Sur la perte de gains professionnels futurs, il a toujours travaillé en qualité de serveur, en Tunisie d'abord, puis en France à compter de 2010 ; au moment de l'accident, il projetait une reconversion professionnelle comme apprenti boucher dans le cadre d'une alternance et a dû y renoncer du fait de ses blessures et s'il a essayé à plusieurs reprises de travailler à nouveau en qualité de serveur, ses essais se sont soldés par des échecs à cause des séquelles ; le 7 août 2018, il a été déclaré inapte par le médecin du travail aux emplois nécessitant le port de charges, la manutention répétée et la station debout prolongée, puis licencié pour inaptitude ; les séquelles l'empêchent d'exercer les fonctions de serveur ou de boucher ; même s'il n'est pas inapte à un poste administratif, il a droit à l'indemnisation de sa perte de gains professionnels futurs ; s'agissant de la perte échue, il sollicite l'indemnisation d'une perte de chance de 67,6 % de percevoir le salaire qu'il aurait dû percevoir en qualité de boucher à compter du 1er octobre 2015 afin de ne pas tenir compte des deux mois où il est rentré en Tunisie ; s'agissant de la perte à échoir, il sollicite la différence entre la moyenne de la rémunération qu'il aurait pu percevoir (moyenne entre le salaire de boucher et celui de serveur) et le SMIC à capitaliser selon un indice de rente viager tel que ressortant de la gazette du palais 2020 ;

Sur l'incidence professionnelle : il a dû abandonner le métier de serveur qu'il exerçait depuis plusieurs années, renoncer à la reconversion qu'il projetait et a été contraint d'envisager une nouvelle reconversion ; à 34 ans, il se retrouve dévalorisé sur le marché de l'emploi et subira, quel que soit le poste occupé, une pénibilité d'exécution des tâches professionnelles ;

Sur le préjudice d'agrément : il était un sportif accompli et a dû renoncer à tous les sports nécessitant l'utilisation soutenue des deux membres inférieurs ;

Sur le préjudice sexuel : il ressent une perte de plaisir et des difficultés dans l'acte sexuel ainsi qu'en attestent son ex-épouse dont il a divorcé depuis mais également sa nouvelle compagne ;

Sur le doublement du taux de l'intérêt légal : l'assureur a eu connaissance de la date de consolidation lors du dépôt du rapport d'expertise le 28 mars 2019 de sorte qu'elle avait jusqu'au 28 juin 2019 pour formuler une offre.
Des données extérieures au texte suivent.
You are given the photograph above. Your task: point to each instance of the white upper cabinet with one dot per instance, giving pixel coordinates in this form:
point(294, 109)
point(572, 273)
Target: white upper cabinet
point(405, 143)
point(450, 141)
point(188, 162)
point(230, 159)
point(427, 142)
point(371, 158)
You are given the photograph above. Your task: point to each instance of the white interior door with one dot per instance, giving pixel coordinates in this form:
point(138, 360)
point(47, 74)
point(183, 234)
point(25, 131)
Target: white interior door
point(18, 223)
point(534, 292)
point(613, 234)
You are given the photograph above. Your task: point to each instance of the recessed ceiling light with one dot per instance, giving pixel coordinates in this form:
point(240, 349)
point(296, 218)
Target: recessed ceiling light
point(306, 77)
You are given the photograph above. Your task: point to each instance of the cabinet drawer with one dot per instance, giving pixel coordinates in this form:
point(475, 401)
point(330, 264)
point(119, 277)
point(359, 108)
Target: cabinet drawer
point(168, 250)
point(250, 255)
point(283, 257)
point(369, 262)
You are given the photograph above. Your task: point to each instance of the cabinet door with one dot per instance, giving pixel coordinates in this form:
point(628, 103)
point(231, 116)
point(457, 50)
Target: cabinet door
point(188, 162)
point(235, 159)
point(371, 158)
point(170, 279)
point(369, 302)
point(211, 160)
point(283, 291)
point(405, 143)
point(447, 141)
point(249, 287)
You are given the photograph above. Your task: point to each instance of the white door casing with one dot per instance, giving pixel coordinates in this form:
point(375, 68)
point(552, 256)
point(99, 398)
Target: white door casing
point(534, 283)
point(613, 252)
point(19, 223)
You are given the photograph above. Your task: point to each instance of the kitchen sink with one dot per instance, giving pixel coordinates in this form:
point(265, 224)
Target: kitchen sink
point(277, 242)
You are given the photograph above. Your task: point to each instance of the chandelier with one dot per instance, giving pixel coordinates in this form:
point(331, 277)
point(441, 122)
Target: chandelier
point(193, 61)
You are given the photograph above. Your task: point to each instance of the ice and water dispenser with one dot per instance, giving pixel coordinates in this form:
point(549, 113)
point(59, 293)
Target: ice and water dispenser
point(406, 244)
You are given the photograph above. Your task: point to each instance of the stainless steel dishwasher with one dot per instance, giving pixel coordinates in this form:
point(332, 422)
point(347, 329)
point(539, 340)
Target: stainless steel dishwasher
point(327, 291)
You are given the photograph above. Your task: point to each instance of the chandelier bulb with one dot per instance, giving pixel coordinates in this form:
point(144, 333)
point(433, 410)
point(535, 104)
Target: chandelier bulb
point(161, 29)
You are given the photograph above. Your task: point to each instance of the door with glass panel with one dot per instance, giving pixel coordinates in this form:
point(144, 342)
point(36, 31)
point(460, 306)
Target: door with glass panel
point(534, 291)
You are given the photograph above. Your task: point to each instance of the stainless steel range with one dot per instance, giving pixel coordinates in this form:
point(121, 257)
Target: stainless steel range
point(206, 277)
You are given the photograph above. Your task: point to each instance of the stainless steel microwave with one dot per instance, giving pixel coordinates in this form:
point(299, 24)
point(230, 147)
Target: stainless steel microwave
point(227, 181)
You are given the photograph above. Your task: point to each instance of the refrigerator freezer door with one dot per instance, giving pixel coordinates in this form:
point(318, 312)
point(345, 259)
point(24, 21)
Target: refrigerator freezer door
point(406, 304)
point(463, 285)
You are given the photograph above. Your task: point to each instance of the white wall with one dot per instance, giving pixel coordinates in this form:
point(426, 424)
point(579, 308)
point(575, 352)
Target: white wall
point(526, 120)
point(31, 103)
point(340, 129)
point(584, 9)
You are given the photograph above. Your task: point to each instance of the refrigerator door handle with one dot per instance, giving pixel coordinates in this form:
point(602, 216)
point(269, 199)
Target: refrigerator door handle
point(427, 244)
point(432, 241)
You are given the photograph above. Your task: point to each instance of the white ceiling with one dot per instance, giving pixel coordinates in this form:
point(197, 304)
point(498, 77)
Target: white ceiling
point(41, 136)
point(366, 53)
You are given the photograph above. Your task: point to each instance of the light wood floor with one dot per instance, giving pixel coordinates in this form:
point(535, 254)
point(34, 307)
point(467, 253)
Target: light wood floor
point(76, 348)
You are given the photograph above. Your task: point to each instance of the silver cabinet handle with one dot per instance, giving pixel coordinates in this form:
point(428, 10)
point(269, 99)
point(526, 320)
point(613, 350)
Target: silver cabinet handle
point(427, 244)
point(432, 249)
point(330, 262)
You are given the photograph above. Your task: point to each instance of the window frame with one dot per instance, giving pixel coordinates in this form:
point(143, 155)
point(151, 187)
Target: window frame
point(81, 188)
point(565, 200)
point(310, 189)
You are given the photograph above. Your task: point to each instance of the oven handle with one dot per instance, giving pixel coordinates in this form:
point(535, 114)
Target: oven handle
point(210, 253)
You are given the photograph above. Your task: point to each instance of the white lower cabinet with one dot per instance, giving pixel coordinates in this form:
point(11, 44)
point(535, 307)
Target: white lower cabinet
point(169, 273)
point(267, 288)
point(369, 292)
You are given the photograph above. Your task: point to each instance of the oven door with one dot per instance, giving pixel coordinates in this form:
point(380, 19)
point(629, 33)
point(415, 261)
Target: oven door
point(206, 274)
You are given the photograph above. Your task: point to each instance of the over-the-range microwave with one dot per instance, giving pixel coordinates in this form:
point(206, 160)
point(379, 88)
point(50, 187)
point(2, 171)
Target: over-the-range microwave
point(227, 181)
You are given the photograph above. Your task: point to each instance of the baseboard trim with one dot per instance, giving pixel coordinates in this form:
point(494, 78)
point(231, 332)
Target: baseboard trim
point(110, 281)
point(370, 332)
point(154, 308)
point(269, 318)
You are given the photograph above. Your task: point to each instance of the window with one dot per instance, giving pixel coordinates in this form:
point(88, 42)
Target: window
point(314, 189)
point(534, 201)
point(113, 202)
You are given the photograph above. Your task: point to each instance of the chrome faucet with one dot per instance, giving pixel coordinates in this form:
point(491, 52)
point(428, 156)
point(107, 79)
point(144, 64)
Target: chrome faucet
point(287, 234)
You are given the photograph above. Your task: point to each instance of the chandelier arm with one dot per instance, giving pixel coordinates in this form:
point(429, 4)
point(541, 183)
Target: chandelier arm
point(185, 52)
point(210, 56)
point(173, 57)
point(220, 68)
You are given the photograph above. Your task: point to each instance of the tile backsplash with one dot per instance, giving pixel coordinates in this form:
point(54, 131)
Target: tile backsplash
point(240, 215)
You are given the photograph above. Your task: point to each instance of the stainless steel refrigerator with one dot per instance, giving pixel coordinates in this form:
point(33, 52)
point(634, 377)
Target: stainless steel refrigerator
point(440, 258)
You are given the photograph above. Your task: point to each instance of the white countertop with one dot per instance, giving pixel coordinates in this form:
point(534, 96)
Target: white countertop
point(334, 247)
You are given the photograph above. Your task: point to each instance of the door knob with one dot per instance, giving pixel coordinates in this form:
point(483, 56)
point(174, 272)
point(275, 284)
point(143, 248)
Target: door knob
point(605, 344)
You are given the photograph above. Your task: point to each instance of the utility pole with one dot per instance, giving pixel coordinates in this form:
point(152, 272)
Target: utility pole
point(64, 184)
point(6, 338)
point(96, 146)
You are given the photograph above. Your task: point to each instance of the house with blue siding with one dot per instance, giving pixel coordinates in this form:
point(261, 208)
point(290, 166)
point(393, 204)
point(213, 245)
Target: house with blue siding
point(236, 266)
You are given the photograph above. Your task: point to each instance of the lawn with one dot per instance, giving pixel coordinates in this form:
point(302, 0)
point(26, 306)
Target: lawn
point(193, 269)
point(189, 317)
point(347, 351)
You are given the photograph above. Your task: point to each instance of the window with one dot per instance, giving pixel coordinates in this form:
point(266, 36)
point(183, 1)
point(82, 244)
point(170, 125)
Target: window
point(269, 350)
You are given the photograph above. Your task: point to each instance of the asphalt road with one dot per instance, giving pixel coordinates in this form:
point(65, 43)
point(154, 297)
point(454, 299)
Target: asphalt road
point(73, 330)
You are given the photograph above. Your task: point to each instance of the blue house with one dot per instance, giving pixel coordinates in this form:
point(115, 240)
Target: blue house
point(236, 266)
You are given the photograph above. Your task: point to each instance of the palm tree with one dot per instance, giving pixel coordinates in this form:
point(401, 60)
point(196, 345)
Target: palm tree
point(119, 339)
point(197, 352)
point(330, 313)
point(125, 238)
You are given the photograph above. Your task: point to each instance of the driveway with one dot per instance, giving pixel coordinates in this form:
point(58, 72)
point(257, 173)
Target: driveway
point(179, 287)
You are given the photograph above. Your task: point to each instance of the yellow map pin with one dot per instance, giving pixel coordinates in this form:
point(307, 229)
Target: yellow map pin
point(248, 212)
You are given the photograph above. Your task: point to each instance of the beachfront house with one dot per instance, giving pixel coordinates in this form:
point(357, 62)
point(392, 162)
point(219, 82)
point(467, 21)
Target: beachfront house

Dans ses dernières conclusions d'intimé et d'appel incident, régulièrement notifiées le 11 janvier 2022, auxquelles il convient de renvoyer pour un exposé plus exhaustif des moyens , la société GMF demande à la cour de :

' réformer le jugement en ce qu'il a alloué à la victime des indemnités excessives pour certains postes .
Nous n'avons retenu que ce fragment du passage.